« Nos entreprises doivent se doter d’un bon niveau de management »

Les entreprises ont besoin d’adopter la pratique du Supply Chain management pour aller à la conquête du marché international.
En marge d’une conférence sur les avantages concurrentiels à adopter la pratique Supply Chain qu’il a animée, le jeudi 26 octobre 2017, à l’intention de responsables d’entreprises publiques et privées, le directeur de l’Institut Supply Chain Afrique (ISC_Afrique), Thierno DEM est revenu avec « Le Soleil» sur l’intérêt du Supply Chain pour les entreprises. L’ingénieur à Dassault-Aviation invite les entreprises africaines à se doter d’un bon niveau de management.

Selon lui, le sous-management constitue un frein pour ces sociétés.

Vous venez d’animer une conférence sur les avantages concurrentiels à adopter la pratique Supply Chain.

C’est quoi le Supply Chain management ?

Le Supply Chain management est la planification de toutes les ressources de l’entreprise, leur pilotage et leur exécution dans le but de produire des biens et des services pour le client et assurer les avantages concurrentiels de l’entreprise.

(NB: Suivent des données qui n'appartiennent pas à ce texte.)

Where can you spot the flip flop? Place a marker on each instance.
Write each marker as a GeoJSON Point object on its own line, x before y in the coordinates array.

Le Supply Chain management est-il bien connu en Afrique ?

Non.

J’ai le sentiment qu’à chaque fois que j’entends parler de Supply Chain, il y a des gens qui me parlent de transit, de douanes ou de logistique au sens simple alors que la Supply Chain, c’est beaucoup plus large. Il concerne l’ensemble des processus d’entreprise, va au-de là de l’entreprise parce qu’il intègre les fournisseurs, les clients des clients ; toute la chaîne de distribution pour livrer le produit jusqu’au client, y compris la production interne.

Peut-on adapter le Supply Chain au contexte Africain ?

Bien sûr ! En termes d’économie, il n’y a pas de contexte africain. Il y a plutôt un contexte international et ce contexte international est animé par une grande concurrence. Pour se hisser au niveau de la compétition sur le plan international, il faut bâtir un management basé sur le Supply Chain management qui permet d’avoir une efficacité et une accessibilité des africains au marché mondial.

Les entreprises africaines manquent souvent de compétitivité.

Qu’est-ce que le Supply Chai n management peut leur apporter ?

Le manque de compétitivité vient de deux axes; on n’a pas toujours les infrastructures, que ce soit l’énergie, l’Internet, les routes. Ces infrastructures posent problème mais cela relève de la responsabilité de l’État. Il y a aussi ce qui relève de notre responsabilité. Il faut que nos entreprises se dotent d’un bon niveau de management parce que nos freins, c’est un sous-management. Il faut renforcer le management de l’entreprise en se focalisant sur les flux de livraison des produits et les flux informationnels et financiers qui vont avec.

Pour accéder au marché international, les entreprises africaines ont besoin de respecter certaines normes établies. Le Supply Chain management peut-il permettre à ces entreprises d’être aux normes ?

Oui. Le Supply Chain management impose le respect de certaines normes internationales. Si on ne les respecte pas, on risque de produire des produits qui ne seront pas de bonne qualité, qui ne seront pas livrés dans les délais, qui ne seront pas livrés au moindre coût. Si on ne respecte pas les normes, on est dans ce qu’on appelle la concurrence en queue de peloton et dans un état de choc où l’on ne comprend pas ce qui nous arrive.

 

Aujourd’hui, le Sénégal a des ressources pétrolières et gazières. Est-il possible d’intégrer le Supply Chain management dans la gestion du pétrole et du gaz ?

Bien sûr ! C’est un terrain fondamental du Supply Chain management. L’industrie pétrolière est constituée de formes qui sont en mer ; qui sont de grandes entreprises mais qui  sont dans un espace réduit avec des contraintes climatiques et géographiques assez importantes. Il y a des problèmes de logistique, de transport, d’organisation, de planning, d’exécution des ordres. Tout cela est le Supply Chain management. L’industrie pétrolière a besoin de managers bien formés pour gérer ce Supply Chain. Il s’agit, aujourd’hui, de savoir que le métier du pétrole est un métier très complexe.li faut la hisser aux industries  pétrolières la compétence de faire leurs «corebusiness». Ils ont l’ingénierie de l’extraction du pétrole, de forage. Par contre, les locaux peuvent se focaliser sur toute la partie logistique, fonction de support qui permet à ces compétences clés de s’exercer.

Par exemple, aider aux achats, à la distribution, à la fabrication, à la maintenance et à la livraison des produits clients.